If you happen to prefer an open mind, it was tough to find President Trump’s much-maligned Salute to America speech on television last night. True, I live in Washington and I could have solved the problem by getting up from my chair and going to the Lincoln Memorial.
Rain, a dislike of crowds and sloth kept me in front of the tube, but Fox News came to the rescue. As far as I could tell, with some unscientific channel surfing, no other network carried the speech. This might well have been a fair-minded media decision because I detected no news, at least no current news, but there was some insight and, for some people, that has a news value.
Litanies of military history and recitations of wartime successes by the President reading from his teleprompter provide no insight, but the event itself does. My news feed this morning is filled with snide references to aerial attacks on airports during the Revolution but includes few references to those enjoying the flyovers and flag waving. My news feed does not cater to the average American.
Those who hate the President got their wish for rain but there was no deluge. The clouds were thick but not low enough to obscure the airplanes and helicopters that flew over the mall precisely timed to dovetail into the speech. There were huge transparent panels between the TV cameras and the podium. Raindrops from previous downpours remained to distract the viewers and call attention to the need for security.

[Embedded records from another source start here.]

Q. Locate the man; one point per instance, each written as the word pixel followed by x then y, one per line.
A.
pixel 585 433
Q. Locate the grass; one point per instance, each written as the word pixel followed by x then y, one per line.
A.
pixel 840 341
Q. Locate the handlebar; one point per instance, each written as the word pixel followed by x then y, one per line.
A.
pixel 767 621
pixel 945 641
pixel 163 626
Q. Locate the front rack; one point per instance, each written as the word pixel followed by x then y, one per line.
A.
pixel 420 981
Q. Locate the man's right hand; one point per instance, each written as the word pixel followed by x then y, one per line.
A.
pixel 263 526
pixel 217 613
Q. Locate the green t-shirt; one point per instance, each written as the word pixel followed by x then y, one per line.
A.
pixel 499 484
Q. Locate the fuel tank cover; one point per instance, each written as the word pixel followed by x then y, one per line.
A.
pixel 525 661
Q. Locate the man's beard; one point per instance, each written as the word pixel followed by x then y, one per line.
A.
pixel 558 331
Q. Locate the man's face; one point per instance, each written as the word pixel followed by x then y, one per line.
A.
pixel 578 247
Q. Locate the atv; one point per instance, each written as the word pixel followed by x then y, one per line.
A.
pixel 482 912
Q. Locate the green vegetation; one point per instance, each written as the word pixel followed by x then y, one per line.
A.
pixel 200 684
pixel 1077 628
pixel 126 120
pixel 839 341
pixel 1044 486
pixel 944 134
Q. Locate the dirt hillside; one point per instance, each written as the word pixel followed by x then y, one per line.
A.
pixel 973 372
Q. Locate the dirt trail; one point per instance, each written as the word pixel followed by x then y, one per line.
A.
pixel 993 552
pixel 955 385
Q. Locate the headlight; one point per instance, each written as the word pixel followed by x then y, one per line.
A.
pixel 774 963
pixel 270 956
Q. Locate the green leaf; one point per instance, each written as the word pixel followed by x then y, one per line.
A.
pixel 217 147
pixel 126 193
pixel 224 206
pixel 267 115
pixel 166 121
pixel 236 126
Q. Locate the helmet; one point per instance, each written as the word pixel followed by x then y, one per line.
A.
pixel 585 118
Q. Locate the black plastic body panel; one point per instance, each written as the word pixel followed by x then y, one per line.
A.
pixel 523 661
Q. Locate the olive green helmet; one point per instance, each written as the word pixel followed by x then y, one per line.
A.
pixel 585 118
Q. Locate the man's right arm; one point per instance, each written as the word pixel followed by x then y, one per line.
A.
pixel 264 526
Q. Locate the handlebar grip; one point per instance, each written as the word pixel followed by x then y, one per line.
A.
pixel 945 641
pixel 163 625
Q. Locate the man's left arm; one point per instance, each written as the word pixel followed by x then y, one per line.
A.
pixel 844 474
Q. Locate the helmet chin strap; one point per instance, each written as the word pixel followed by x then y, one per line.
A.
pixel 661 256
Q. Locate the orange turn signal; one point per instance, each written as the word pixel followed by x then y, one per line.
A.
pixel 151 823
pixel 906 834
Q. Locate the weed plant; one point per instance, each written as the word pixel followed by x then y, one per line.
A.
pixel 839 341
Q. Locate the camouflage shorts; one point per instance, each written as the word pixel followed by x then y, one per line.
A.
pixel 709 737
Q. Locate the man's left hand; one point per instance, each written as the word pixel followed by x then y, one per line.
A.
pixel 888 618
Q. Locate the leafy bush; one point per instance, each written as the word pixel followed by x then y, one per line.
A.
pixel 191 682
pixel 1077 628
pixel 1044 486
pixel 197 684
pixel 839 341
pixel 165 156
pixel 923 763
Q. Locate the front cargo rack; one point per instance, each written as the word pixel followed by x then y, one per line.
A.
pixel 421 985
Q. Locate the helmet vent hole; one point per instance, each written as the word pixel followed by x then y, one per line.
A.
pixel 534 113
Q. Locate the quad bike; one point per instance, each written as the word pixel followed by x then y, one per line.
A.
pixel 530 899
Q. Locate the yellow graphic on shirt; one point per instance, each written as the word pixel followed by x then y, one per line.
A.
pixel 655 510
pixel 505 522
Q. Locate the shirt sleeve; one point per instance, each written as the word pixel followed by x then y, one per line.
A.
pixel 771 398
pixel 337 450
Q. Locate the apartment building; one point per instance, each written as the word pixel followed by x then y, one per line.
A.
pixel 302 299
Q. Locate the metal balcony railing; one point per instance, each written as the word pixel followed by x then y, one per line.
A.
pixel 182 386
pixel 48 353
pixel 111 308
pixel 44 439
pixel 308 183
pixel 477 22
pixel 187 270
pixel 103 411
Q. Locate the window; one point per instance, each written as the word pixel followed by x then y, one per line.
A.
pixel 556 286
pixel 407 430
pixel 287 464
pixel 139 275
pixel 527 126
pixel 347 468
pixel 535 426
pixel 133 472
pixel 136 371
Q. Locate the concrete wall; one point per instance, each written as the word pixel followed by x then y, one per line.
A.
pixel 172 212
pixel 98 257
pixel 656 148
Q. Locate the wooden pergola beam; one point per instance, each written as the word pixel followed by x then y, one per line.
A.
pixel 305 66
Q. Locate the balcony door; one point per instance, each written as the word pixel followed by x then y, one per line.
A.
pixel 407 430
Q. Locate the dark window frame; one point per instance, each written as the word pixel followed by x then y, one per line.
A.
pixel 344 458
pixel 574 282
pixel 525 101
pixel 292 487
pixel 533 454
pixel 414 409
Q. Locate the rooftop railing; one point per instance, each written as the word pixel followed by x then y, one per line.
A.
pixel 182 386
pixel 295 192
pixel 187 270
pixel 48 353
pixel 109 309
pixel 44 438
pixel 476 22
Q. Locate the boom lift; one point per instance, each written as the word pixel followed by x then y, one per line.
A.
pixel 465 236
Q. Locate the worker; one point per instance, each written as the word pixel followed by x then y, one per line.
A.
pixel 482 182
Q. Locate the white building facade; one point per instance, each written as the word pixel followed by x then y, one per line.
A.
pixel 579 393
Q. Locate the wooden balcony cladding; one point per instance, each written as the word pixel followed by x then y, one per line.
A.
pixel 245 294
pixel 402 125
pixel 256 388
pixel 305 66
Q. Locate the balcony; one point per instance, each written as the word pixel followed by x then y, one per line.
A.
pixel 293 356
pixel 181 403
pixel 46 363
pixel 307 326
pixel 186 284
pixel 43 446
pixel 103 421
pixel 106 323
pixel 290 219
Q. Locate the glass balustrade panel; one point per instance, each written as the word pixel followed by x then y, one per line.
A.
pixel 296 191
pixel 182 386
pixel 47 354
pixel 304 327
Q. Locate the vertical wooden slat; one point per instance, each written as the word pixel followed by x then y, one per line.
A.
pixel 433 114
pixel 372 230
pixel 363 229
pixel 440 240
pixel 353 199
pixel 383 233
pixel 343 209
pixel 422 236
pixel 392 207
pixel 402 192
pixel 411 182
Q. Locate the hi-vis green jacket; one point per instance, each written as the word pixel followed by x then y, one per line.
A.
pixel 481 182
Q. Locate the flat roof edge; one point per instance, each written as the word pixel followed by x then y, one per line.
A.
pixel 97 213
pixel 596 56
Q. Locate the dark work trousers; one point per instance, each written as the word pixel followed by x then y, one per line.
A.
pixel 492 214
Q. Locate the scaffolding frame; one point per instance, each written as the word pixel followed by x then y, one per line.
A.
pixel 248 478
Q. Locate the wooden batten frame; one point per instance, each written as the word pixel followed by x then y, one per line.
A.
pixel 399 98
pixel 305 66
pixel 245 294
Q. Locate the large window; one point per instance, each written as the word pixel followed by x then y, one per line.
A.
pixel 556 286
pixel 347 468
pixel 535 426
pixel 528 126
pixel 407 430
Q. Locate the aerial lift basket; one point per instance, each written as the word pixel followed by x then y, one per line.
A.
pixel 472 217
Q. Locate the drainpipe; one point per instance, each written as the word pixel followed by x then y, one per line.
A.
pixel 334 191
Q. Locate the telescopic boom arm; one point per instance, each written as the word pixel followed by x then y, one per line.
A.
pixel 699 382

The view through the presumably bulletproof but transparent barrier was an ongoing reminder of yet another reason not to watch the event live. The United States of America in 2019 does not lack for nut jobs who might have an interest in attention-getting mayhem. I have no idea the size of the crowd and have preplanned my eye rolling for any stories on the subject, but a good rule of life is “the larger the crowd the greater the chance of a nut job.”
What is the insight that was accidentally ignored by Fox and intentionally ignored by the other networks?
Patriotism is for peasants (a little used word intentionally chosen) not for the sophisticated elites who like telling others what to think. Insight alert: there are more peasants than elites and, in a democracy, more votes beat fewer.
It is entirely possible that both political parties actually hate their voters. (That was an understatement, as many believe it is not only possible but also a certainty.) If I had to make a living doing the stupid things political operatives have to do, I might easily hate the voters too, but treating them like peasants does not seem like the best way to win them over.
That problem is actually worse today because whole categories voters have shifted parties. Middle American working class voters were reliably Democrats but are now increasingly Republican. The most successful, who might once have been country club Republicans, are now Democrats. Neither party seems to know how to deal with the shift.
Much attention is paid to the importance of democracy including hand-over-heart, eyes-half-closed invocations of “our democracy” but political opinion meisters seem to miss an important point. There are many more patriotic voters than there are tweeters. There are many more useful (yes, the electoral college still counts) votes between the coastal ribbons of blue than in the ribbons themselves.
Those who would prefer to beat President Trump in 2020 had better figure out how to out market him. We elites might think that patriotism is for peasants but the peasants don’t see it that way. Based on my observations, they like their patriotism and this could also be seen later in the evening on the PBS Boston Pops fireworks spectacle at the mouth of the Charles River. If there is a geographic epicenter of American elitism it is probably within walking distance of that venue.
It is hard to see a path for a Republican challenger to Donald Trump though I would love to have Bill Weld find some traction. Likely, it will be up to the Democrats to find a meaningful 2020 opponent. I suspect that candidate will need to have a plan to appeal to voters for whom patriotism is more important than grievance.
It is possible that the elite networks that chose to stick to their game shows rather than broadcast the President’s speech will come to regret that decision but don’t expect to hear them say so. It is always easiest when defeat can be blamed on someone else.
Next time you hear an “I’m fighting for you” grievance speech, ask yourself if there might not be more flag wavers than aggrieved.
People like to feel good about themselves. If that were not the case, there would be no need for religious admonitions against pride. Nor would there be a marketplace for motivational speakers.
President Trump understands this better than his opponents who seem to have some catching up to do.